Her teeth were clenched upon her bloodless lips, her face seemed marble, her eyes lambent flames.
He rose to his feet in surprise and dismay.
“Sybil! what is all this? Why have you destroyed the cards?”
“Sybil! have you gone suddenly mad?” he cried, gazing at the “embodied storm” before him with increasing astonishment and consternation.
“No! I have suddenly come to my senses!” she gasped between the catches of her breath, for she could scarcely speak.
“You must calm yourself, and tell me what this means, my wife,” said Lyon Berners, exerting a great control over himself, and pushing aside the last card he had written.
But she snatched up that card, glanced at it fiercely, tore it in two, and threw the fragments far apart, exclaiming in bitter triumph:
“Not yet! oh! not yet! I am not dead yet! Nor have the halls and acres of my fathers passed quite away from their daughter to the possession of a traitor and an ingrate.”
He gazed upon her now in amazement and alarm. Had she gone suddenly mad?
She stood there before him the incarnation of the fiercest and intensest passion he had ever seen or imagined.
He went and took her in his arms, saying more gently than before:
“Sybil, what is it?”
She tried, harshly and cruelly, to break from him. But he held her in a fast, loving embrace, murmuring still:
“Sybil, you must tell me what troubles you?”

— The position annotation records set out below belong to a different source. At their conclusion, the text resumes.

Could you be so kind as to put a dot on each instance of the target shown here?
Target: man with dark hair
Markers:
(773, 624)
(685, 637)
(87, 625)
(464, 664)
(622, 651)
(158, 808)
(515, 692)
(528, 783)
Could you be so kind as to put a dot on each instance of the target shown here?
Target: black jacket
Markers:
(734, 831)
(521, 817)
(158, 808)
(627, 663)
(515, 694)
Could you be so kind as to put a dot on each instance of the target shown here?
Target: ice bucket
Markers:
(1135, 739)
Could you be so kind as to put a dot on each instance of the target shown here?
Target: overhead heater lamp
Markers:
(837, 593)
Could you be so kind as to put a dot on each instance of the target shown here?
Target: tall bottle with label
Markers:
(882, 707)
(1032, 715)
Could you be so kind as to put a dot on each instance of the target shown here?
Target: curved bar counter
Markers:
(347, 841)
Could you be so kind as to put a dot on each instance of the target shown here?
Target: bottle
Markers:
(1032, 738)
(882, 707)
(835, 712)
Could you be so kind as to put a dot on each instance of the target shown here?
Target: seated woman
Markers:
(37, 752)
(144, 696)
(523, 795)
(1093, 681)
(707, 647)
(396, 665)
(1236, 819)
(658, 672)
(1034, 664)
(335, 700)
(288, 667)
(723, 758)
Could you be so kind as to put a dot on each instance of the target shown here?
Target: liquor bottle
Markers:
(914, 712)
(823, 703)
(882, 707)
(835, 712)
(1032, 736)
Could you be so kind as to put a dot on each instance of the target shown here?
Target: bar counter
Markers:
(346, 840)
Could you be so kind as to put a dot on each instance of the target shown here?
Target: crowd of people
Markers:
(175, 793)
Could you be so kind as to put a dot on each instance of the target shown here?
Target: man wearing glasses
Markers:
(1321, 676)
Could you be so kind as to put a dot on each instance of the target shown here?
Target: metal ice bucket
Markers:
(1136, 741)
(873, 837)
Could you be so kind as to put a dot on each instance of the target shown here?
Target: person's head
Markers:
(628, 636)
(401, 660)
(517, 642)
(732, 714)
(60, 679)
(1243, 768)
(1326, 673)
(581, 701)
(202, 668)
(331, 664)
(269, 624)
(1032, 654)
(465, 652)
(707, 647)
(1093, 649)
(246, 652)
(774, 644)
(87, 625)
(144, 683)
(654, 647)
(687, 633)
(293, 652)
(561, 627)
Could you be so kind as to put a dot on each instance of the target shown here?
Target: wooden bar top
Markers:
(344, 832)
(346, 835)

“What troubles me!” she furiously exclaimed. “Let me go, man! Your touch is a dishonor to me! Let me go!”
“But, dearest Sybil.”
“Let me go, I say! What! will you use your brute strength to hold me?”
“No; I beg your pardon, Sybil. I thought you were my loving wife,” he said.
“You were mistaken. I am not Rosa Blondelle!” she cried.
“Hush! hush! my dearest Sybil!” he muttered earnestly, as he went and closed and locked the parlor door, to save her from being seen by the servants in her present insane passion.
But she swept past him like a storm, and laid her hand on the lock. She found it fast.
“Open, and let me pass,” she cried.
“No, no, my dear Sybil. Remain here until you are calmer, and then tell me—”
“Let me out, I say!”
“But, dearest Sybil.”
“What! would you keep me a prisoner—by force?” she cried, with a cruel sneer.
He unlocked the door and set it wide open.
“No, even though you are a lunatic, as I do believe. Go, and expose your condition, if you must. I cannot restrain you by fair means, and I will not by foul.”
And Sybil swept from the room, but she did not expose herself. She fled away to that “chamber of desolation” where she had passed so many agonizing hours, and threw herself, face downwards, upon the floor, and lay there in the collapse of utter despair.
Meanwhile Lyon Berners paced up and down the parlor floor.